まずはやり方です。ア、オ、ウのどれかがよく利用されます。アが一般的ですが、喉が開きやすいようにオを使ったり、少し声門の閉鎖は弱くなってしまいますが、もっと喉が良く開いたようにするためにはウを使うこともあります。さらに、母音から始めると音の始まりが難しいこともありますので、最初だけ、NやM等の子音を付けることもあります。つまり、Na---と伸ばしながら歌っていくということになります。
もう一つは歌詞の母音だけを取り出して歌う方法です。例えば、Caro mio benの歌詞を例に取ってみると、a o io eと歌っていく方法です。少し難しいですが、時々使われます。次に母音唱の目的を考えていきます。
- 音取りが難しいときに、言葉を考えずに歌えるようにするために母音唱は有効です。特に慣れていない言語の曲の場合にはとても楽に音取りが進んでいきます。
- 音取りは出来ているのになかなか音楽的な演奏にならないこともよくあると思います。その時に母音唱を利用すると、メロディーの緊張感の推移がわかりやすいので、表現を考えるきっかけになっていくことがあります。
- 母音の変化で発声のばらつきが大きいときに、母音唱をやってみることで、声帯の音程に対する変化が明確になり、ばらつきがなくなることもあります。
どの目的の時にどのスタイルの母音唱が良いのか(どの母音を使うかなど)はそれぞれです。しかし、しっかりと目的を持って、そのための練習だと自覚しながら練習を進めることは大切です。音取りなら音取りに集中する、音楽を作るためなら音楽の変化に集中する、母音を均等化させるなら母音の色に集中することが大切です。
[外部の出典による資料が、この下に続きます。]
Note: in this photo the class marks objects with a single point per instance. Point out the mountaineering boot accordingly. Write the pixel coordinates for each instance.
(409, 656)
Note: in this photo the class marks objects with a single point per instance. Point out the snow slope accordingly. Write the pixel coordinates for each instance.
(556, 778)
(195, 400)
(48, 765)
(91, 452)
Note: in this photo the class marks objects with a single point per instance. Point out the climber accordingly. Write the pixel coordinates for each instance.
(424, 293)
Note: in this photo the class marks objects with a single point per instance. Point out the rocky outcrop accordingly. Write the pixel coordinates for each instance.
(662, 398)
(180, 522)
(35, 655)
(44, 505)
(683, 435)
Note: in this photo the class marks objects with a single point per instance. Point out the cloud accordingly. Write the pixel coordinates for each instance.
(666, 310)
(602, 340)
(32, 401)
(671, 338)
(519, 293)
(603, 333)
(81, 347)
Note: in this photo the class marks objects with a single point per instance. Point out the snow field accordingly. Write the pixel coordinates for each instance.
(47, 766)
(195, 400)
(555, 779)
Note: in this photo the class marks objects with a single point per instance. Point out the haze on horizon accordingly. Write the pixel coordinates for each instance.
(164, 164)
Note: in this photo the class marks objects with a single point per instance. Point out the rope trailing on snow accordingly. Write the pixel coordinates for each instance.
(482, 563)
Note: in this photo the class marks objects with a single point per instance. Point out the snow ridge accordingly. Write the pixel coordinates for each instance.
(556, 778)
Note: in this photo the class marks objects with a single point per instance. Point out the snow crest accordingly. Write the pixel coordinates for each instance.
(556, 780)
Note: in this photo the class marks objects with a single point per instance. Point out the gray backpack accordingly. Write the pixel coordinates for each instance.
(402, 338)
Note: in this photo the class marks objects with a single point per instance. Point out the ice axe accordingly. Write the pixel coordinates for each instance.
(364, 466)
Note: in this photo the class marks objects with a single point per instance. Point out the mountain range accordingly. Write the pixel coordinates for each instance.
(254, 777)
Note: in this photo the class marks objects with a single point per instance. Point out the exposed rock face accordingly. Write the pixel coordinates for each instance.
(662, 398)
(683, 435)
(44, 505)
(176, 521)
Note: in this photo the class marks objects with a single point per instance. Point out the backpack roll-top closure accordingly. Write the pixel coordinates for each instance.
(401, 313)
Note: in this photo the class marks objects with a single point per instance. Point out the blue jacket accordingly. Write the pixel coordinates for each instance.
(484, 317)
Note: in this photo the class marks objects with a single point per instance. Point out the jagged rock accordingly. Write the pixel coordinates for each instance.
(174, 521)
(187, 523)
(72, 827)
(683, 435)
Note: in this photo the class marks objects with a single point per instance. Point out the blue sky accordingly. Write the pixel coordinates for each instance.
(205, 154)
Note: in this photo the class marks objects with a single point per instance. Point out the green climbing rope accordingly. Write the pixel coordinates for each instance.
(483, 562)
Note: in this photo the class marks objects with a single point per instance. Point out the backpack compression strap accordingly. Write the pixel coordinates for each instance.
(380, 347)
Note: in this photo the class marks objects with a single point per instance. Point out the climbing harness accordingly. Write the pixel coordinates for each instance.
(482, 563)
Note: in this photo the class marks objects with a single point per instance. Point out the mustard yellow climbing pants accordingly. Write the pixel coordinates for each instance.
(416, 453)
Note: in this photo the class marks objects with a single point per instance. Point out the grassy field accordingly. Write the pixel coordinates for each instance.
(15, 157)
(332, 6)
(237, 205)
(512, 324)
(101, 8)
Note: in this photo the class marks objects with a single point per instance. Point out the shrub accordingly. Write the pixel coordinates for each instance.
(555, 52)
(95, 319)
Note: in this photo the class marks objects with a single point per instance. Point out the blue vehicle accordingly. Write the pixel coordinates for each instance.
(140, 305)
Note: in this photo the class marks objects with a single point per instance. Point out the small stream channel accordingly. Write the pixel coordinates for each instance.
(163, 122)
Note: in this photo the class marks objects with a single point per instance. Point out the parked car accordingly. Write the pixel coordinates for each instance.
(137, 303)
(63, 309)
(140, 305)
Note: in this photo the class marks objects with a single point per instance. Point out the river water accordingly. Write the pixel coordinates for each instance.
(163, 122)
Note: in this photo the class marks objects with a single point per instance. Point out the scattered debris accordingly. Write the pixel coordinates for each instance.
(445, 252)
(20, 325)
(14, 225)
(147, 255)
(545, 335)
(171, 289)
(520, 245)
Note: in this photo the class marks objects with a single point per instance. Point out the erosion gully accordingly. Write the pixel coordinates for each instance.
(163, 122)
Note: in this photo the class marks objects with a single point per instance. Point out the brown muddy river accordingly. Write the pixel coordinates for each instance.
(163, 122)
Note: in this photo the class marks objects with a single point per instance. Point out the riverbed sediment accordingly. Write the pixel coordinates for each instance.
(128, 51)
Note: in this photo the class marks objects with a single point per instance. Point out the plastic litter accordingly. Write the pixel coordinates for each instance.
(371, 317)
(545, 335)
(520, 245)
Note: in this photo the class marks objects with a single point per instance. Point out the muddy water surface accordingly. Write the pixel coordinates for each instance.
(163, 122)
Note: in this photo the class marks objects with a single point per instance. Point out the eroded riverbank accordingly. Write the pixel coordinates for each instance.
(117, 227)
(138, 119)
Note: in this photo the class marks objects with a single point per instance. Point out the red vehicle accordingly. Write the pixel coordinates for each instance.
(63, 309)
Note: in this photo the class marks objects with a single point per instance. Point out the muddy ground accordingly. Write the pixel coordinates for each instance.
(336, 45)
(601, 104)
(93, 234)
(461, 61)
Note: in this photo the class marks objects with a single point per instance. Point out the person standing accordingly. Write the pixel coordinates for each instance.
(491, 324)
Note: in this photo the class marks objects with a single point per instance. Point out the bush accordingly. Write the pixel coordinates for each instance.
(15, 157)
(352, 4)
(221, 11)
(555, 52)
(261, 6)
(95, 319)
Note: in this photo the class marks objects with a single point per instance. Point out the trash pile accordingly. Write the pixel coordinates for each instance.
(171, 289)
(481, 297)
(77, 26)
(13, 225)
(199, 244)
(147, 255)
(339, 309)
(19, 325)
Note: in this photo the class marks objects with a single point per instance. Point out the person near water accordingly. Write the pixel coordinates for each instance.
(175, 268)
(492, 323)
最初に子音を付ける母音唱の例をNa---のようにと書きましたが、Na Na Na Naのようにそれぞれの音で子音を入れる練習も時々あるようですが、あまりおすすめできません。ただ、理解は出来ます。この方法は音取りの時だけ意味が出てきます。同じ音が続くときに母音唱だとリズムの変化は音には現れませんので、自分で感じるということになってしまいます。これがうまくいかないようでしたら、1音ずつNaを言い換えていくこともあると思います。しかし、母音唱の持つ一番の武器であるレガートの要素が薄れてしまいますので、よっぽど音取りに問題がある場合を除いては最初だけに子音を入れた方が良いと思います。音取りが目的ではないときには1音ずつに子音を入れるのは母音唱の意味が無くなりますので、子音は少ない方が良いでしょう。
先ほど書いた3つの目的で、初心者にとっては1番が特に重要なことになりますが、ある程度練習が進んだ方には2番の目的が一番多くなります。歌の表現といえば詩を良く感じることが必要だと思いがちだと思いますが、音そのものが持っている表情を逃してしまいことにもつながっていきます。母音唱を通して今まで気づかなかった音楽が見つかることも多々ありますので、是非試してみてください。
3番の目的のための練習もありますが、それほど有効ではありません。母音にばらつきがあるのは発声の基礎がまだしっかりしていないということですので、声帯の運動が正しくあるように、そしてそれを維持するための呼吸筋などの協力を確実にすることが何よりも大切です。母音は口の中の形で作られ、発声はもっと奥の声帯の状態で作られますので、正しく発声が出来ていれば、母音を変えても発声に影響はないはずです。コンクールや試験に向けての取り急ぎの練習にはなると思いますが、根本的に修正するためには基礎の発声をしっかり進めていくことにつきると思います。